Ethereum, the leading smart contract platform, has significantly increased its network’s processing capacity, with the gas limit per block surging to 45 million units. This marks a 25% increase from the prior 36 million unit limit established in February 2025. The upgrade, activated at block number 22,968,004, reflects a collective move by the network’s validators to enhance scalability.

This crucial adjustment was driven by substantial community consensus, with nearly 50% of validators—representing close to 500,000 staked ETH addresses—signaling their support for the change. The gas limit, a critical metric for the blockchain, dictates the total computational effort allowed within each block. Consequently, a higher limit enables the network to process a greater number of transactions and smart contract operations concurrently.

Ethereum’s Scaling Strategy and Future Goals

Unlike major protocol overhauls, increasing the block gas limit does not necessitate a hard fork, simplifying its implementation. Validators can independently modify their node configurations when proposing new blocks. Once more than 50% of active validators signal their readiness, the network automatically adjusts the gas limit. This flexibility allows for agile responses to network demands and scaling needs.

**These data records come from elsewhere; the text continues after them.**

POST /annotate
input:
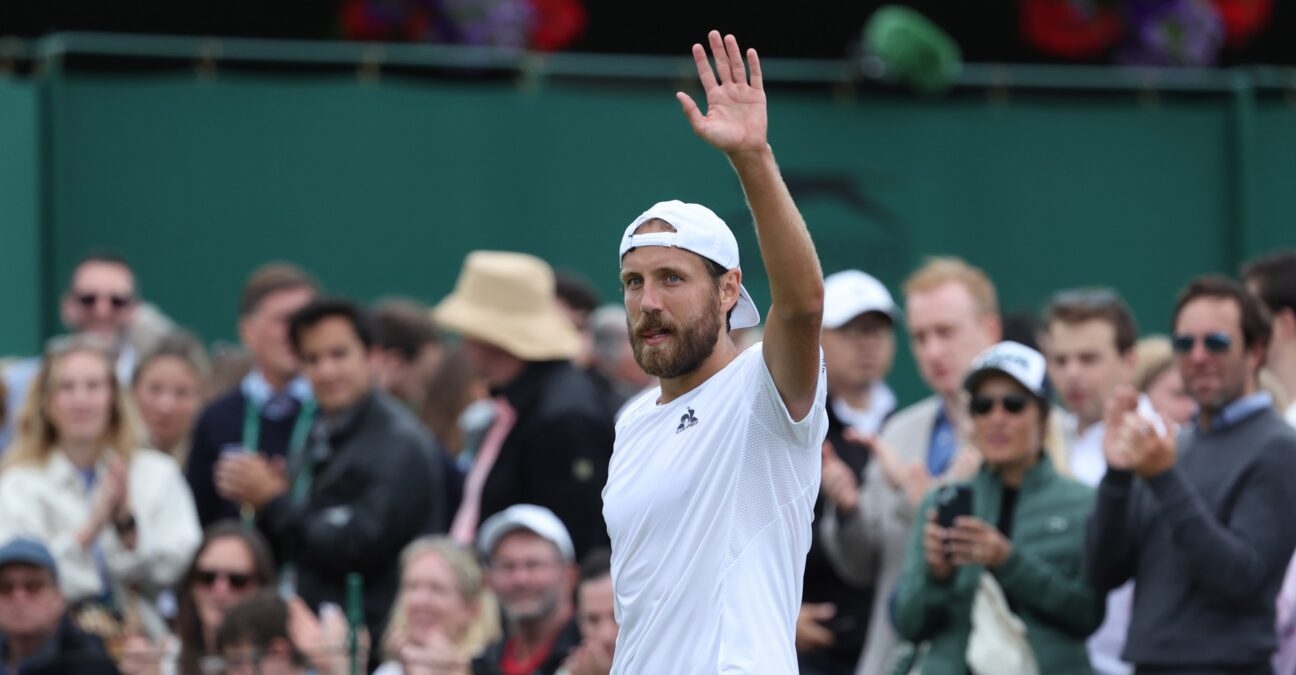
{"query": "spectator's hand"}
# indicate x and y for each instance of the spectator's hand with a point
(324, 639)
(839, 483)
(935, 539)
(1152, 452)
(811, 634)
(140, 657)
(735, 118)
(591, 658)
(434, 654)
(975, 542)
(249, 478)
(1116, 448)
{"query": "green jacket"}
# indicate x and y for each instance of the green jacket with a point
(1042, 577)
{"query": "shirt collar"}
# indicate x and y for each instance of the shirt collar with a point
(257, 389)
(1238, 411)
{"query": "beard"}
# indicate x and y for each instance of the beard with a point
(688, 347)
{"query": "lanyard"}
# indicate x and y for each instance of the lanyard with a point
(296, 445)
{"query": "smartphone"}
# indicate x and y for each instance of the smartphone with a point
(951, 502)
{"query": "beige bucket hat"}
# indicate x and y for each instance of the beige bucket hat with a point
(507, 299)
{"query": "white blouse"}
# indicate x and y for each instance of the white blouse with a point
(51, 503)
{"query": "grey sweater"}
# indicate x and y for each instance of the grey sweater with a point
(1207, 544)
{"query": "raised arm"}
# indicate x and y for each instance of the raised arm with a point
(736, 123)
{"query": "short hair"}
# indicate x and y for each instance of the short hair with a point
(320, 308)
(405, 325)
(1274, 276)
(101, 257)
(257, 621)
(1077, 306)
(576, 292)
(270, 279)
(938, 271)
(1255, 320)
(596, 564)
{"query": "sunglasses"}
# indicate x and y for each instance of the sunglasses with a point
(91, 299)
(1215, 342)
(237, 581)
(1012, 404)
(29, 587)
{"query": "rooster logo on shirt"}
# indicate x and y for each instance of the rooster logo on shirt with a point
(686, 420)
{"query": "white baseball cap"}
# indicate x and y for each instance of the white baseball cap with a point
(1015, 360)
(697, 229)
(537, 520)
(850, 293)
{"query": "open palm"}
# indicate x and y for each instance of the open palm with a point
(735, 118)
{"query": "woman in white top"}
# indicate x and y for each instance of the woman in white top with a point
(443, 616)
(114, 516)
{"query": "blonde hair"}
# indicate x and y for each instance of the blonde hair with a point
(36, 437)
(1152, 356)
(944, 270)
(471, 581)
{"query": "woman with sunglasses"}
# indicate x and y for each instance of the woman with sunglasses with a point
(118, 518)
(999, 590)
(443, 616)
(232, 564)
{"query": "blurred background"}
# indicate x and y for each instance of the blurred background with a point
(1053, 143)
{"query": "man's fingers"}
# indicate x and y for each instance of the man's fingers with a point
(735, 60)
(722, 66)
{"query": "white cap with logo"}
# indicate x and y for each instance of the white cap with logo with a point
(697, 229)
(850, 293)
(537, 520)
(1014, 359)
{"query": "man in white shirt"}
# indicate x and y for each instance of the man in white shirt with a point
(714, 474)
(1090, 346)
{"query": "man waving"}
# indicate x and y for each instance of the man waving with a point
(714, 476)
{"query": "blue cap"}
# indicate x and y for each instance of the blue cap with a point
(22, 551)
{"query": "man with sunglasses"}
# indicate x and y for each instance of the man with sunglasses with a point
(1200, 520)
(100, 299)
(36, 634)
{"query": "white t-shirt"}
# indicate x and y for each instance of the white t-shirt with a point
(709, 503)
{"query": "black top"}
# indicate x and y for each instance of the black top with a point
(376, 486)
(822, 582)
(219, 425)
(69, 652)
(556, 454)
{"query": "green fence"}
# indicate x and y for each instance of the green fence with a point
(380, 182)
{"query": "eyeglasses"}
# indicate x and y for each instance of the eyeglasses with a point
(91, 299)
(1012, 404)
(1215, 342)
(27, 586)
(237, 581)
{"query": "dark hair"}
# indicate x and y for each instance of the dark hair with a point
(1255, 319)
(270, 279)
(406, 327)
(595, 565)
(101, 257)
(1274, 279)
(257, 622)
(322, 308)
(1077, 306)
(188, 623)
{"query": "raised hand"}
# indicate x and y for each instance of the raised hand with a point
(1116, 448)
(735, 118)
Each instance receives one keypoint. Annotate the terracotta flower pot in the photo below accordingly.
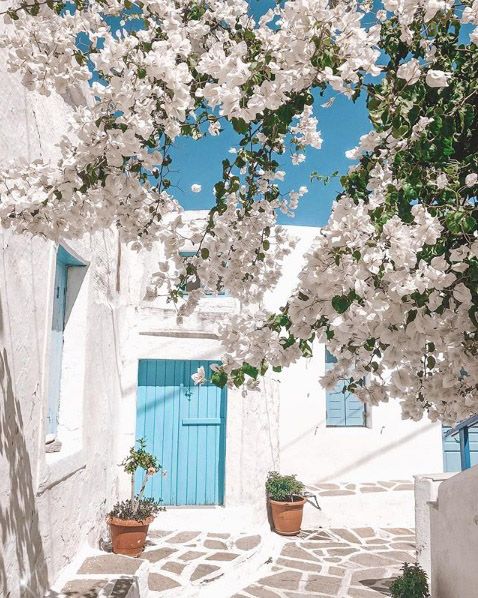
(287, 516)
(128, 536)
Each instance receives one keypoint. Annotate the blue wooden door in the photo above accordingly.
(342, 408)
(184, 426)
(56, 348)
(451, 449)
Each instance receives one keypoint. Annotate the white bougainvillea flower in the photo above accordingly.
(471, 179)
(436, 78)
(410, 71)
(441, 181)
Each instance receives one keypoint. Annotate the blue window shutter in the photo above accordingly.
(335, 407)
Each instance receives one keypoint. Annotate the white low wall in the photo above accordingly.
(454, 537)
(426, 494)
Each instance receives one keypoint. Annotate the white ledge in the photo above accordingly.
(180, 333)
(59, 467)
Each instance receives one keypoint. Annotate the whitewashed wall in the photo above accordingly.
(51, 505)
(387, 448)
(454, 537)
(265, 433)
(252, 440)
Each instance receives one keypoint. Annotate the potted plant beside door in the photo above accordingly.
(286, 500)
(129, 520)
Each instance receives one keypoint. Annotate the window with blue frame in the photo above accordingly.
(344, 409)
(64, 261)
(194, 282)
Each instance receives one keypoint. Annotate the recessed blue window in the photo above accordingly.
(343, 407)
(64, 261)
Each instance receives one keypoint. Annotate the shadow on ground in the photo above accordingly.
(23, 570)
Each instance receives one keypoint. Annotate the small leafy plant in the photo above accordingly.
(413, 583)
(283, 488)
(137, 507)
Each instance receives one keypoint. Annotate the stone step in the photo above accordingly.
(179, 564)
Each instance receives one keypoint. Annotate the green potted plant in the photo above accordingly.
(413, 583)
(286, 500)
(129, 519)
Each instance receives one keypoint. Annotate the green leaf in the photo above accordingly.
(240, 125)
(341, 303)
(250, 370)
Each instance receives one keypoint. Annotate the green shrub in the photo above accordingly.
(283, 487)
(413, 583)
(137, 509)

This recent increment is not an isolated event but rather a continuation of Ethereum’s ongoing efforts to enhance its transaction throughput. The gas limit was previously set at 30 million, before being raised to 36 million in February of this year. Looking further back, a significant adjustment occurred in 2021, when the limit doubled from 15 million to 30 million units.

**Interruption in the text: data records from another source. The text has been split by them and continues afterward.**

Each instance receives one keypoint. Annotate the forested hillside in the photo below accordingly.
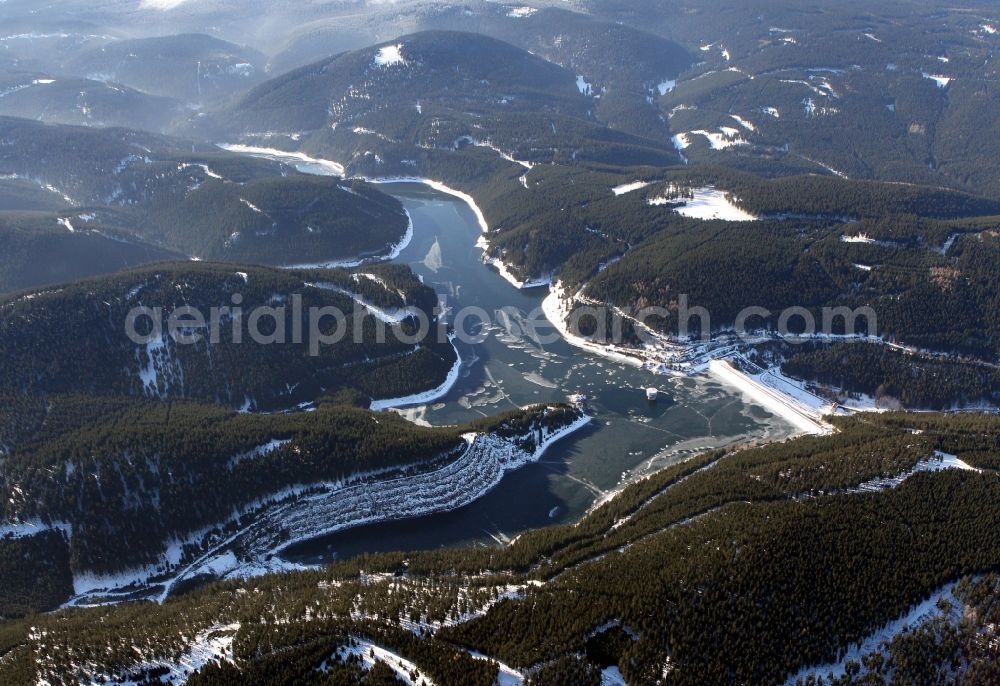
(85, 102)
(73, 338)
(116, 484)
(198, 200)
(191, 68)
(37, 249)
(739, 566)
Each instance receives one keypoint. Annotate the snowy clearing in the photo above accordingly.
(706, 203)
(941, 81)
(369, 653)
(629, 187)
(390, 55)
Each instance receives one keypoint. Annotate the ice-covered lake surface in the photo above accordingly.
(629, 436)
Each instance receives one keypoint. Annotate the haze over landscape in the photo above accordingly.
(552, 343)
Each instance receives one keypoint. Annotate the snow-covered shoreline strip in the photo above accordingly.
(438, 186)
(426, 396)
(505, 271)
(33, 527)
(781, 404)
(394, 316)
(309, 511)
(394, 251)
(556, 310)
(302, 158)
(479, 470)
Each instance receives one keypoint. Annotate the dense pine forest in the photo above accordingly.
(736, 566)
(74, 339)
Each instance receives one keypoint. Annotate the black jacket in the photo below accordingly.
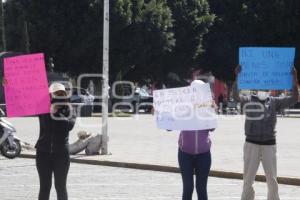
(54, 131)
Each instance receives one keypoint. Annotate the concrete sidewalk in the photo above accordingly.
(136, 140)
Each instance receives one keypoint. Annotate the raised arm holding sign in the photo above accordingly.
(26, 85)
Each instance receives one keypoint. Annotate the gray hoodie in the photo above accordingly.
(261, 117)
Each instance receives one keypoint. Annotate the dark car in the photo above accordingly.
(82, 101)
(139, 100)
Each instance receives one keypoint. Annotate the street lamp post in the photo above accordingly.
(105, 86)
(3, 26)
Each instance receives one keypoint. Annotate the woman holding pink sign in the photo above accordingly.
(52, 148)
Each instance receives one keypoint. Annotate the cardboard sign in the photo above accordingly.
(185, 108)
(26, 88)
(266, 68)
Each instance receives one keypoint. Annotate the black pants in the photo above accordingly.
(58, 164)
(200, 164)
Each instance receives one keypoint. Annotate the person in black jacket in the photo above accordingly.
(52, 147)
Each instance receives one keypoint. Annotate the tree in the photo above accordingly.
(192, 20)
(70, 32)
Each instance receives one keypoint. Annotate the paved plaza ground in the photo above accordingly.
(137, 140)
(19, 180)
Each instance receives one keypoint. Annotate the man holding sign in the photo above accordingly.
(191, 110)
(260, 110)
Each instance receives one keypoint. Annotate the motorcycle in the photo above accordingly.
(10, 146)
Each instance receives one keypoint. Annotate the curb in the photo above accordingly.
(213, 173)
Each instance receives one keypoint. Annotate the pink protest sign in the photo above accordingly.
(26, 88)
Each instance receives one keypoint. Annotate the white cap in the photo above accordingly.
(54, 87)
(197, 82)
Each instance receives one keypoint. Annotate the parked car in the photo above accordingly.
(232, 108)
(83, 100)
(140, 99)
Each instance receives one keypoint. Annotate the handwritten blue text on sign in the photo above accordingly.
(266, 68)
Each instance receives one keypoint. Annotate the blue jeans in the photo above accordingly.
(200, 164)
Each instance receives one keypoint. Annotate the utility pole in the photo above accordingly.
(27, 41)
(3, 27)
(105, 74)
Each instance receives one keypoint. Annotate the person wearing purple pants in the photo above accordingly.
(194, 158)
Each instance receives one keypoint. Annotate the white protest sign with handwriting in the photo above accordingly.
(185, 108)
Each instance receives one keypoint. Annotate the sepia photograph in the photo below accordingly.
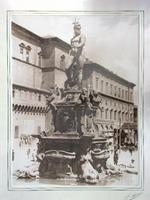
(75, 100)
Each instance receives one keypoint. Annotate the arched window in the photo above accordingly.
(62, 62)
(22, 47)
(28, 49)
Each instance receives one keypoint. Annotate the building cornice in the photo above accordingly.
(18, 59)
(115, 98)
(35, 90)
(104, 71)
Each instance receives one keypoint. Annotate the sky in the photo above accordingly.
(111, 39)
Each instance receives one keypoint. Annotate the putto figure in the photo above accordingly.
(76, 62)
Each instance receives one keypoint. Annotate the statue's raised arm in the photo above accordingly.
(74, 72)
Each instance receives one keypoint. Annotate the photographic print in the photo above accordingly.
(75, 100)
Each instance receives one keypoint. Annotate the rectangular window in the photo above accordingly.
(115, 115)
(126, 95)
(115, 92)
(97, 83)
(106, 87)
(27, 57)
(119, 94)
(16, 132)
(39, 129)
(111, 89)
(39, 97)
(123, 94)
(102, 82)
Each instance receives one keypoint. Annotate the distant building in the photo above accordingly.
(38, 64)
(116, 93)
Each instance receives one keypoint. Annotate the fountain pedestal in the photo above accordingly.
(74, 137)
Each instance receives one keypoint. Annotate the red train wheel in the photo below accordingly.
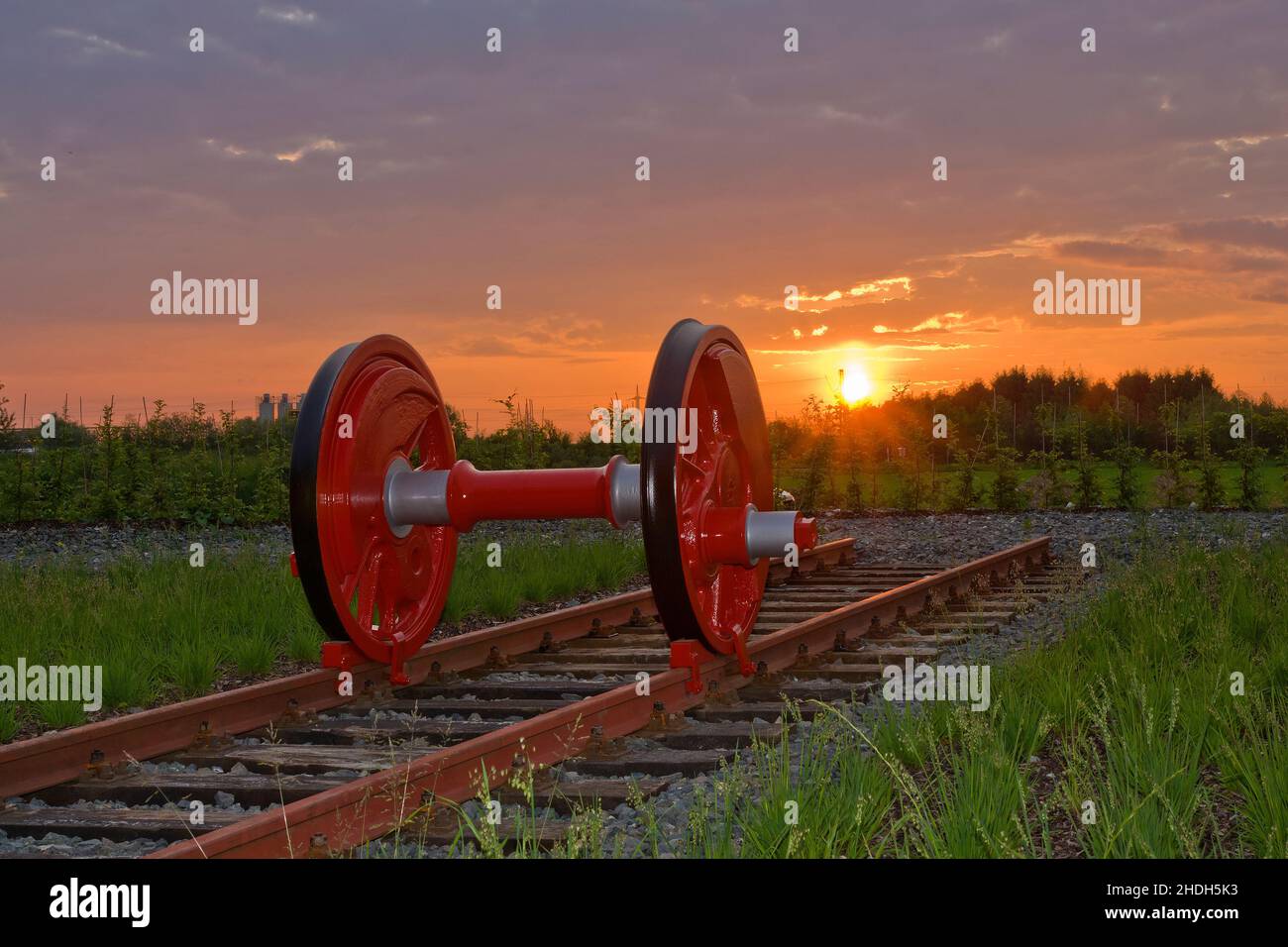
(372, 405)
(704, 368)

The current push to 45 million units is part of Ethereum’s broader scaling roadmap, signaling an aggressive pursuit of higher capacity. In the short term, validators are reportedly targeting a 60 million block gas limit. For the long term, the ambition extends even further, with a goal of achieving 150 million gas per block. This substantial increase is potentially achievable through the anticipated Fusaka hard fork, which is expected to integrate Ethereum Improvement Proposal (EIP) 7935.

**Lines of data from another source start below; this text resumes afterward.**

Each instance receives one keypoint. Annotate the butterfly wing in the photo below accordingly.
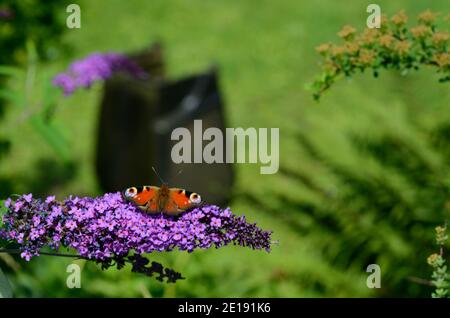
(180, 200)
(145, 197)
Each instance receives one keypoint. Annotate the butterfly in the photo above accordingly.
(171, 201)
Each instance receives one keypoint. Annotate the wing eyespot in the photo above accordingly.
(130, 192)
(195, 198)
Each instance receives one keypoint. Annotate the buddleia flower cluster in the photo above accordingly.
(392, 46)
(440, 276)
(96, 67)
(111, 231)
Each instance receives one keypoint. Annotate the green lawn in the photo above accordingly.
(265, 52)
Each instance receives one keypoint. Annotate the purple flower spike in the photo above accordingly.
(111, 231)
(96, 67)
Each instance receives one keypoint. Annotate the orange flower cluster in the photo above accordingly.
(392, 46)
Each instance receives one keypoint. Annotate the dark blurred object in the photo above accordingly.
(136, 122)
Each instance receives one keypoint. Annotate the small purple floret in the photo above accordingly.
(96, 67)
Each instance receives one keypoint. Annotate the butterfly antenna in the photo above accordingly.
(157, 174)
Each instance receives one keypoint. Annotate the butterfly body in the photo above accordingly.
(152, 199)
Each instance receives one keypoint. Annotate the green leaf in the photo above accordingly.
(11, 96)
(52, 136)
(5, 287)
(11, 71)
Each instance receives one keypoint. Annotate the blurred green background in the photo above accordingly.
(364, 174)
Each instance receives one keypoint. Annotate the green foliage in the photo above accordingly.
(440, 276)
(363, 174)
(31, 20)
(34, 94)
(392, 46)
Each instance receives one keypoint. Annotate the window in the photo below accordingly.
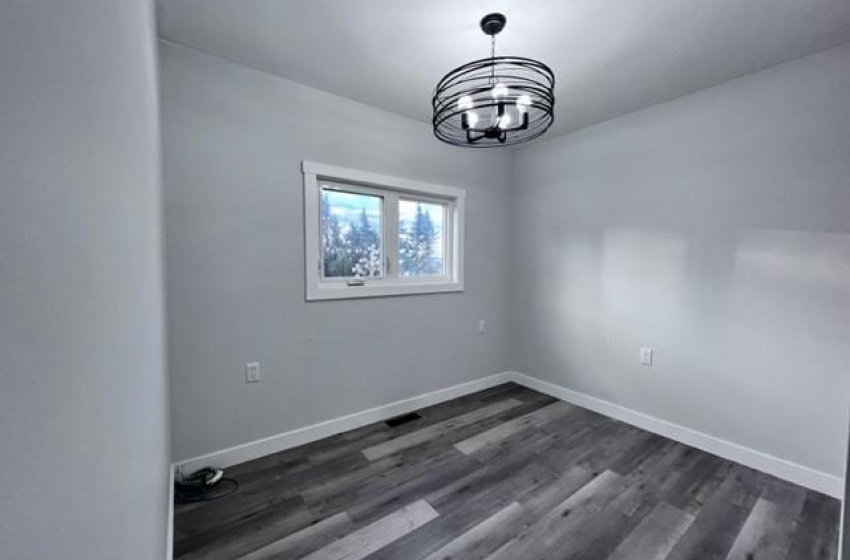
(369, 235)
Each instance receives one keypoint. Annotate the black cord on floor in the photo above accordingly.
(191, 493)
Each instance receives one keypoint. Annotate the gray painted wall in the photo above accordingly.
(83, 403)
(716, 229)
(233, 141)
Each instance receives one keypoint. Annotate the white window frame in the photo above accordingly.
(392, 189)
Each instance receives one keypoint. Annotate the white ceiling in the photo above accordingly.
(609, 57)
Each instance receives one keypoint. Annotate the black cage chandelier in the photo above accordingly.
(496, 101)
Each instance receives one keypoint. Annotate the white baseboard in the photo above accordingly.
(780, 468)
(266, 446)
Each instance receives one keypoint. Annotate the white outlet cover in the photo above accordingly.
(252, 372)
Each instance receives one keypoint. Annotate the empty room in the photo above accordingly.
(424, 279)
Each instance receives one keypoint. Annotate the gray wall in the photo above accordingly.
(233, 140)
(716, 229)
(83, 403)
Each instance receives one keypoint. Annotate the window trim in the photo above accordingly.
(319, 288)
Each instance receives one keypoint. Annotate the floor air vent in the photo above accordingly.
(403, 419)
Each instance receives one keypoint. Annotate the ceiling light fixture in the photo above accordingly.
(494, 101)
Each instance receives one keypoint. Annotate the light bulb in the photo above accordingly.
(499, 90)
(523, 102)
(464, 102)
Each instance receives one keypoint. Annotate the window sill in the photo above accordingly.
(379, 289)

To safeguard the network’s integrity during these scaling advancements, developers have also implemented important security measures. For instance, EIP-7983 has been introduced to cap individual transaction gas usage at 16.77 million units. This safeguard is designed to mitigate the risk of denial-of-service (DoS) attacks and ensure the overall stability and responsiveness of the network.

This continuous evolution of Ethereum’s gas limit underscores its commitment to maintaining its position as a leading decentralized platform capable of supporting a vast and growing ecosystem of applications and users. The increased capacity is vital for reducing transaction costs and improving user experience, benefiting developers and end-users alike. This strategic move is expected to bolster Ethereum’s competitive edge in the rapidly evolving blockchain landscape.